Na história do Brasil, a produção habitacional expressa a profunda desigualdade econômica e social advinda da estrutura de classe, da herança patrimonialista, da concentração de poder e da recorrência de privilégios políticos por aqueles que detêm o controle econômico. É o que discute o trecho a seguir:

A busca dos trabalhadores pela moradia, uma das primeiras necessidade humanas, reverte-se de uma disputa desigual, em primeiro lugar pela questão da propriedade fundiária (que está na raiz da questão urbana) e, em segundo lugar, pela ação do Estado, que historicamente, no Brasil, atende aos interesses das frações de classe dominante, apenas incluindo alguns direitos dos trabalhadores quando estes alcançam um nível de movimentação política capaz de forçar o Estado a realizar concessões através de políticas sociais (PERDIGÃO; SANTANA, 2018, p. 217-218).

Na Amazônia, há uma peculiaridade no processo de formação resultante em desigualdades socioespaciais geradas pela intervenção estatal e pela inserção de atividades capitalistas no território, conflitando com usos tradicionais da terra pelas comunidades locais (HOLANDA, 2011).
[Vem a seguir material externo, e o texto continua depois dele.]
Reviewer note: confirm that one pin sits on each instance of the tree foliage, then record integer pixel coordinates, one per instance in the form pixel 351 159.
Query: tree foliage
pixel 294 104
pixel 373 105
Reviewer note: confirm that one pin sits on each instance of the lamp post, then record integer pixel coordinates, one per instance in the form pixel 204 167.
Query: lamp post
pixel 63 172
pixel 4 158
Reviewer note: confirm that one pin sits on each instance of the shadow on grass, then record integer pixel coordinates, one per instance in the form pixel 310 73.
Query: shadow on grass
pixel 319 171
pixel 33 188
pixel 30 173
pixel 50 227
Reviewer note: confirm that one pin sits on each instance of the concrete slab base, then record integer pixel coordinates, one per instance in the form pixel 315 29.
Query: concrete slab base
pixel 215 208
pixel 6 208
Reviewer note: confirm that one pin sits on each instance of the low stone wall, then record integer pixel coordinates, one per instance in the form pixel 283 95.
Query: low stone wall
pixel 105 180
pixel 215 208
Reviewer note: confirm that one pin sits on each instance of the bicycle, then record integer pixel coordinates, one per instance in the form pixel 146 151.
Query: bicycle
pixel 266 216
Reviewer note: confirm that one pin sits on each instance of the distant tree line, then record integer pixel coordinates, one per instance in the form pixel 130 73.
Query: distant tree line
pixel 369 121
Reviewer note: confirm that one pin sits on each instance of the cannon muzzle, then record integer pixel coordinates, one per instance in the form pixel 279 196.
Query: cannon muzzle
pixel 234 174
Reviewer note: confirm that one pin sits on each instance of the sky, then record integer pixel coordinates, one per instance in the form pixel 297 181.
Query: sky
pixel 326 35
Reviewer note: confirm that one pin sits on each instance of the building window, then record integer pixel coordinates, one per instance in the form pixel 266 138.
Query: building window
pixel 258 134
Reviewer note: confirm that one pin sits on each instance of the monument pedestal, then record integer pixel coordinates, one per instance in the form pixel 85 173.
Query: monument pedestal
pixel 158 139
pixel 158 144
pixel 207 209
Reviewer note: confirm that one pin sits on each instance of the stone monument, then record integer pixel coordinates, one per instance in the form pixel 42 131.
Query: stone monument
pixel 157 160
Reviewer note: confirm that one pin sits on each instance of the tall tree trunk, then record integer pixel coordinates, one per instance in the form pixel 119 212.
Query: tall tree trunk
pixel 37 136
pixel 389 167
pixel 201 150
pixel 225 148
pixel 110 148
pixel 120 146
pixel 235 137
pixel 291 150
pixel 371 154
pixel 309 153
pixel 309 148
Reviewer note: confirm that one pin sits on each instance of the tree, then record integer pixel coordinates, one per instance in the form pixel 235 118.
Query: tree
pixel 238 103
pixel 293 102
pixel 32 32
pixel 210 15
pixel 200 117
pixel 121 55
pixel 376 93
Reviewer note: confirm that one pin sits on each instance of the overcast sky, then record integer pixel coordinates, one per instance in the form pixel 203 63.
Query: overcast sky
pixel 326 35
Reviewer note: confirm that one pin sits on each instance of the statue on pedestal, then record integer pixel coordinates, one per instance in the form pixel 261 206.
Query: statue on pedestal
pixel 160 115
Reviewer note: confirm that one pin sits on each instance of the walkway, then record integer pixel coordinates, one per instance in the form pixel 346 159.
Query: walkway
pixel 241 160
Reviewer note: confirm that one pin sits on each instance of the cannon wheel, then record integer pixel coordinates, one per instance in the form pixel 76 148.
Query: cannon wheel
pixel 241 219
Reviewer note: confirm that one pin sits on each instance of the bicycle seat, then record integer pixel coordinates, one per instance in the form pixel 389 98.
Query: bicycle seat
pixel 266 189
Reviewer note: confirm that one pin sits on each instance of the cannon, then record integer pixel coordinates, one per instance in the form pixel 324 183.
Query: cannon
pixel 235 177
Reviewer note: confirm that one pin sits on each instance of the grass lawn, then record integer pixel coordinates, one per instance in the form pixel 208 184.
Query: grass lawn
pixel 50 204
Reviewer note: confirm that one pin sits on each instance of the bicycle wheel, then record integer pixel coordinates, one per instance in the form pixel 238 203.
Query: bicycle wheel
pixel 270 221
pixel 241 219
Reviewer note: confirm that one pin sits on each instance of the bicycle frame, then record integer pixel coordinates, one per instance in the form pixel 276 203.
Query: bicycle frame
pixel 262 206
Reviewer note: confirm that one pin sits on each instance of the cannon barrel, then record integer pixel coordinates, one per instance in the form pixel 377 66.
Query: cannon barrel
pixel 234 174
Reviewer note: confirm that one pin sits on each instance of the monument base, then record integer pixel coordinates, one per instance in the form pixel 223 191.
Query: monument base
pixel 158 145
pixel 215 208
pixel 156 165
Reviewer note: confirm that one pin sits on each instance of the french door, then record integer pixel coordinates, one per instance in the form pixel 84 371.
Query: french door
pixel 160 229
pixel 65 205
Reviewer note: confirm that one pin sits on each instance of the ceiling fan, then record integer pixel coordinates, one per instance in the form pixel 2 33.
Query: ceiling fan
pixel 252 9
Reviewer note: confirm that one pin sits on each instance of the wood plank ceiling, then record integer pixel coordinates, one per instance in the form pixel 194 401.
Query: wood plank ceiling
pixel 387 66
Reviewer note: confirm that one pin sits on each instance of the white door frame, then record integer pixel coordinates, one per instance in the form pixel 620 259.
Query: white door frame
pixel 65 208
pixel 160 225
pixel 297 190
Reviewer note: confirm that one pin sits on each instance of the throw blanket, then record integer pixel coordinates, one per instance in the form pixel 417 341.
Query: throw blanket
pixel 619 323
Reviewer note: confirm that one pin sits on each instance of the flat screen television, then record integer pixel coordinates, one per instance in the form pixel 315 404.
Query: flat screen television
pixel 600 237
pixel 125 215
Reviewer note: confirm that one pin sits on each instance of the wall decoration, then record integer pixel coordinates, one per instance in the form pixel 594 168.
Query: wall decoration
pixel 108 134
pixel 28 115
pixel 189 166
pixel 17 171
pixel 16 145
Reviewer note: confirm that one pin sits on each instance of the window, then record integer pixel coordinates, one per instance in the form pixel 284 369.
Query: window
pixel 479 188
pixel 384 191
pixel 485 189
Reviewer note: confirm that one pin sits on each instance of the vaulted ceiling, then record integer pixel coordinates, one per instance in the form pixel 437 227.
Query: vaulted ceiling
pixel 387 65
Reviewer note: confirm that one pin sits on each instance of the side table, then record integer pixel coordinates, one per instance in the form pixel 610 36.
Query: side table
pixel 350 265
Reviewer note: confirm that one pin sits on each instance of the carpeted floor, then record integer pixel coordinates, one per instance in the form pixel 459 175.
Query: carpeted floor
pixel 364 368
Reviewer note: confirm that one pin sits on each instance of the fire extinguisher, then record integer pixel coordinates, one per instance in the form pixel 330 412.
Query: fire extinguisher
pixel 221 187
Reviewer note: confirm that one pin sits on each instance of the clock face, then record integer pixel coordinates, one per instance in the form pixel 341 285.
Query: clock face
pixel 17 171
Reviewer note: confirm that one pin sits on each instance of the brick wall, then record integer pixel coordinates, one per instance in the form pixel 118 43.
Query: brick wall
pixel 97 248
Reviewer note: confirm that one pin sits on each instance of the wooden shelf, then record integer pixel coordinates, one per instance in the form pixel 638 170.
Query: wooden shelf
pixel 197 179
Essa dinâmica na região se reflete em municípios com alto índice de pobreza e marcados pela exploração dos recursos naturais e da força de trabalho, revelando a lógica do modo de produção capitalista expressa nas desigualdades sociais vistas nas pequenas cidades amazônicas.

Segundo Cardoso e Lima (2006, p. 82), o processo de ocupação da Amazônia intensificou a formação de cidades, principalmente pela ação do Estado, já que, na região, foi estabelecida uma imposição de ordem territorial definida pela implementação dos grandes projetos. Dessa forma, o território passou a ser organizado para atender aos interesses nacionais “para a geração de energia, exploração mineral e madeireira”. Tais processos de ocupação nas cidades produziram a valorização da terra, remetendo o território amazônico à ação de especuladores e relações sociais em que o valor de troca é preponderante em relação ao valor de uso. Isso viabilizou a ação de novos agentes sobre a terra ocupada pelos nativos (mas legalmente devolutas), fazendo com que aqueles se tornassem proprietários fundiários na região, enquanto que os antigos moradores foram expulsos para outras cidades, em busca de oportunidades de trabalho e sobrevivência.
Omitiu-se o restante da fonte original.